Sabe? Os homens foram descobrindo e chegaram à conclusão de que não chegava estudar só a Natureza para descobrir a Verdade; descobriram que também era preciso conhecerem o Homem, conhecerem as suas capacidades e saberem como melhorá-las, para comunicar numa linguagem correta e com um pensamento correto.

- Está a dizer-me que aprenderam a ler?!

- Isso mesmo! E não só... Eu explico melhor:

Não é verdade que o Homem é único, e que fica feliz quando os outros o entendem bem?

- Sim, é verdade!

- E não é verdade que o todo o homem fica ainda mais feliz quando sente que essa satisfação se alargou aos amigos?

- Sim, é verdade, mas continuo a não entender aonde o amigo João quer chegar!

- Então se é assim, pela mesma ordem de razões, poderemos concluir que quando os amigos ficam descontentes, ele também ficará descontente?!

- Sim, com certeza!

- Mas não deixa de lhes ter amizade?

- Não!

- Então imagine algo simples:

Quando os seus amigos estão consigo e chega alguém que também é amigo de alguns e se junta, o senhor fica contente?

- Sim!

- E se eles, além disso, participarem no diálogo?

- Fico ainda mais contente!

- E se eles saírem e nem sequer se despedirem?

- Fico triste!

- E porquê?

- Porque os respeito incondicionalmente, não posso exigir que todos compreendam, mas confesso que na amizade me sinto um verdadeiro homem!
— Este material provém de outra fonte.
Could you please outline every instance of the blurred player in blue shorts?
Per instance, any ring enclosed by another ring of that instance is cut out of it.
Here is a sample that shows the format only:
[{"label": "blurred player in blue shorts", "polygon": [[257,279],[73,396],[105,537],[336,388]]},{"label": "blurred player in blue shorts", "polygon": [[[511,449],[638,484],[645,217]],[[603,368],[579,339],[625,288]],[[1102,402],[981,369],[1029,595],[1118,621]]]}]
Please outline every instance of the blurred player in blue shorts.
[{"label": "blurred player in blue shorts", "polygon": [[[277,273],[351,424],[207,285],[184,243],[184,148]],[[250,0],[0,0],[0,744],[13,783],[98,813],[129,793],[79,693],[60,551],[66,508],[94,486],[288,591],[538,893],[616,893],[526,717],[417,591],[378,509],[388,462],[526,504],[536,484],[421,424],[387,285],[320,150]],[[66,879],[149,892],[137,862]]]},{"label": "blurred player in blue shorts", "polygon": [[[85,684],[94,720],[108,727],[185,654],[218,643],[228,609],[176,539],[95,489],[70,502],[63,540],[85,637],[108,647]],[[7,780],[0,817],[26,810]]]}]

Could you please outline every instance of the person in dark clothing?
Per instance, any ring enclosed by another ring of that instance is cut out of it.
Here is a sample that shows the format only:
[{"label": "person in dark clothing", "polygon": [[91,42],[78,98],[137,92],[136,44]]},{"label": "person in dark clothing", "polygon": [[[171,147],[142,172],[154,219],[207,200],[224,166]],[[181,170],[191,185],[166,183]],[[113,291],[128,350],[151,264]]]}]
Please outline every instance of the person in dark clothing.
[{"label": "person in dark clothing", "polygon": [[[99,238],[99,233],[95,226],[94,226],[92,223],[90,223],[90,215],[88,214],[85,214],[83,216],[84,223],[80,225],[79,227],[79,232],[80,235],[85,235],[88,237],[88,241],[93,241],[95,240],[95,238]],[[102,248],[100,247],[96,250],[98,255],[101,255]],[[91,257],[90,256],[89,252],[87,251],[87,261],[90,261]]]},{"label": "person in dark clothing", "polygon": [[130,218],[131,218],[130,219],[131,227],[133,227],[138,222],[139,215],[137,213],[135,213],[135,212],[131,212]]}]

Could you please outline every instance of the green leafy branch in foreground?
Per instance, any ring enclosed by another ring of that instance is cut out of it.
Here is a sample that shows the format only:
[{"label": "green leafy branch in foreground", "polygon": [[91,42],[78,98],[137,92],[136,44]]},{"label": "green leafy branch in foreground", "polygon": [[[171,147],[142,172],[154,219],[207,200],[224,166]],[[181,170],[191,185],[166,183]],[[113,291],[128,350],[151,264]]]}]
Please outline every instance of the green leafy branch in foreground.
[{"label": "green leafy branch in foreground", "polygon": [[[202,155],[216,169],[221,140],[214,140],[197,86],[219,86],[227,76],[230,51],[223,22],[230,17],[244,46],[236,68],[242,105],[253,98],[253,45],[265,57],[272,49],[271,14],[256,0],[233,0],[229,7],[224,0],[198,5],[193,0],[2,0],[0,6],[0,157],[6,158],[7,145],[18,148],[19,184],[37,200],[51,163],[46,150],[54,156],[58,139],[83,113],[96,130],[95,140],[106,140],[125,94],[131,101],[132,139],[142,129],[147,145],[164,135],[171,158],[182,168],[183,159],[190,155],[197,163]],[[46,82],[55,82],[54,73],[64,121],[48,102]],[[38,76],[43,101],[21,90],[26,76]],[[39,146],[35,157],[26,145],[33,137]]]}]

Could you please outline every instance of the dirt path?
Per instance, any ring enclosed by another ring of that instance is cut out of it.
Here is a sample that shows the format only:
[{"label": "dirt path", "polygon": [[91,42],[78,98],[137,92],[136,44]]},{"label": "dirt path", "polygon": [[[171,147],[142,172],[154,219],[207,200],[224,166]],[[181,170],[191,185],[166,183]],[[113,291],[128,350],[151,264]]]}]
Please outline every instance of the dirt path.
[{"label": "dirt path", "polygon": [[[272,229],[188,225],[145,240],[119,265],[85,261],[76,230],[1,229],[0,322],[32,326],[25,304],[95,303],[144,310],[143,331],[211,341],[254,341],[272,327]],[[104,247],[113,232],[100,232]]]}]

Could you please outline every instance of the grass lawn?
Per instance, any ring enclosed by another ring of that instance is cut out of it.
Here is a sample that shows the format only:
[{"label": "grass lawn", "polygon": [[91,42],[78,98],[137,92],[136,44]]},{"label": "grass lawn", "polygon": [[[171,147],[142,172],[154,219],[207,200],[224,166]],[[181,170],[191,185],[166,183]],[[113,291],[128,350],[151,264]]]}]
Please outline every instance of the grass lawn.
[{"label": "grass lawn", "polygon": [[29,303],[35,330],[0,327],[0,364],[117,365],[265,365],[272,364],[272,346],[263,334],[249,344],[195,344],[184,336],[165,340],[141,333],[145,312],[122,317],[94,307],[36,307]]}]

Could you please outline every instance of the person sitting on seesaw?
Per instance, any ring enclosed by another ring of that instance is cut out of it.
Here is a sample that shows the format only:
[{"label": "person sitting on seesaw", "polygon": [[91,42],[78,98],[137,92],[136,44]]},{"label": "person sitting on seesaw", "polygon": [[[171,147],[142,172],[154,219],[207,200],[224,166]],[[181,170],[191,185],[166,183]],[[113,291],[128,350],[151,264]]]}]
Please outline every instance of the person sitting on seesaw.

- E isso só será para si, ou espera que eles procedam também com amizade para os outros?

- Será para mim e também para os outros; não só eu, como os meus amigos e como os demais semelhantes!

- Pois bem, sendo assim poderemos concluir das suas palavras que a amizade se manifesta na nossa sensibilidade, e não apenas em nós, mas também nos outros, e que esta amizade vai do mais simples para o mais complexo, e como seres únicos que somos, somos também ignorantes quando desconhecemos?

- É verdade!

- E já agora, na nossa modesta opinião, poderemos concluir com razão que procuramos não nos desrespeitar nos nossos juízos, pelo valor da nossa amizade e que ela nos faz descobrir também os nossos limites.

- Quero acreditar no que diz, amigo João! Pelos vistos você parece ter razão! A nossa amizade ajuda-nos a resolver os nossos problemas, a descobrir melhores soluções.

- Sendo assim, poderemos concluir que o homem não só aprendeu a ler, como aprendeu que era necessário saber pensar bem, para não ferir a amizade do outro nem ser incorreto nos seus juízos.

- É verdade!...

- E acha que só saber ler será suficiente? Não será também necessário saber escrever e falar gramaticalmente bem?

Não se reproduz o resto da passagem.